Robert headed up the last section moving along the rim of the moat at first then transitioning on to the steep face.  He kicked super deep steps (hey, preshate that!) but they were super wide as well and it was awkward for me to follow.  Michael and I also had a good laugh watching his leg fly way back and pound into the snow.  At the top of the snow we took a short break.  I switched out my soaked socks for my dry rock climbing liners.  Well, my feet were dry for a little while at least.  We downclimbed into and across a gully and climbed delicate rock up to a prominent ledge which we followed around and met up with the standard route.  The climb from here is a dirty 4th class scramble.  We anticipated no snow so we left our axes.  Of course, we did right below the cannon hole so I blasted more steps in the snow.  The steps and some wide stemming saw us through the little tunnel and out onto the exposed north face where a final 100 feet of scrambling brought us to the summit – at last!
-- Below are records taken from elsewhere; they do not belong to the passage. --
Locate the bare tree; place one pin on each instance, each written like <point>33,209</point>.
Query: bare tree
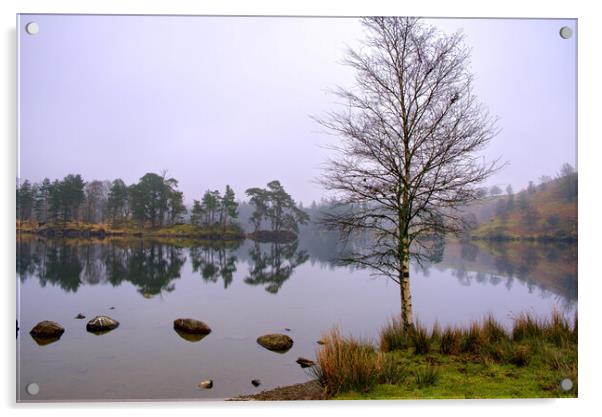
<point>410,132</point>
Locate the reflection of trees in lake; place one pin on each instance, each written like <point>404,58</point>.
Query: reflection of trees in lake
<point>273,263</point>
<point>150,266</point>
<point>215,261</point>
<point>549,267</point>
<point>56,263</point>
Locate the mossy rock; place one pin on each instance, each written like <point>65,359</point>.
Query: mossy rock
<point>276,341</point>
<point>191,326</point>
<point>47,330</point>
<point>101,324</point>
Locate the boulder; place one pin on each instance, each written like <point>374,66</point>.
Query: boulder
<point>276,341</point>
<point>101,324</point>
<point>47,330</point>
<point>191,326</point>
<point>207,384</point>
<point>305,363</point>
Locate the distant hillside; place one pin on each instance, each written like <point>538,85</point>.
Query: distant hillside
<point>544,212</point>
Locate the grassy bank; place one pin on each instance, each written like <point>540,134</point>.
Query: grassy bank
<point>484,360</point>
<point>82,229</point>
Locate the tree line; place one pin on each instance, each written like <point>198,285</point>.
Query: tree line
<point>566,189</point>
<point>153,201</point>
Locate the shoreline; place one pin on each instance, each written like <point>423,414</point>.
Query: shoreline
<point>183,231</point>
<point>309,390</point>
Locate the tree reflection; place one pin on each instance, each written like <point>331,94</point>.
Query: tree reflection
<point>274,263</point>
<point>215,261</point>
<point>148,265</point>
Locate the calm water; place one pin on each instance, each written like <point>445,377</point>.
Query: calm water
<point>243,291</point>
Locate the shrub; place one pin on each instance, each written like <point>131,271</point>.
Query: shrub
<point>493,331</point>
<point>521,356</point>
<point>473,339</point>
<point>450,341</point>
<point>558,329</point>
<point>526,326</point>
<point>420,339</point>
<point>427,376</point>
<point>393,336</point>
<point>345,364</point>
<point>436,333</point>
<point>390,371</point>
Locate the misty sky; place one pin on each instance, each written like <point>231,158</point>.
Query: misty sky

Various guidebooks described Mount Redoubt as a tough descent but it really didn’t take much more than patience and persistence.  There were no technical difficulties, only long sections of talus and snow.  We passed under the Flying Buttress to the ridge which held the Redoubt Glacier.  A hefty jump from above and we were on our way down the mellow glacier.  We got a little lazy and didn’t rope up through a short section of crevasses and were back on the slabs that we had crossed earlier in the morning.  Michael and I got back to camp a few minutes before Robert and we saw him attempting to cross the lake at its drainage, trying to cut off the distance.  That wasn’t going to happen unless he was willing to swim so he reluctantly settled for the hike around the lake back to camp.  I think we were back sometime around 7pm.  I couldn’t imagine hiking out that night and am glad we opted to take the suggested three days to climb the mountain.

We slept late the following morning prepared for the exhausting hike.  Exhausting it was.  My shins were bruised from the plastic boots.  I think it will take a very special mountain for me to wear plastics on another Cascade approach.  Finally, after the long miles in the dark forest, we were back in Canada and retrieved the stashed salmon and beers that Robert had graciously provided.  Very tasty, but it wouldn’t be complete until we took a dip in Chiliwack Lake.  The other swimmers gawked at us crazy Yankees hooting and hollering in the cold water.  Even Michael joined in.  Mount Redoubt towered in the distance.  It was a fitting final view of the mountain.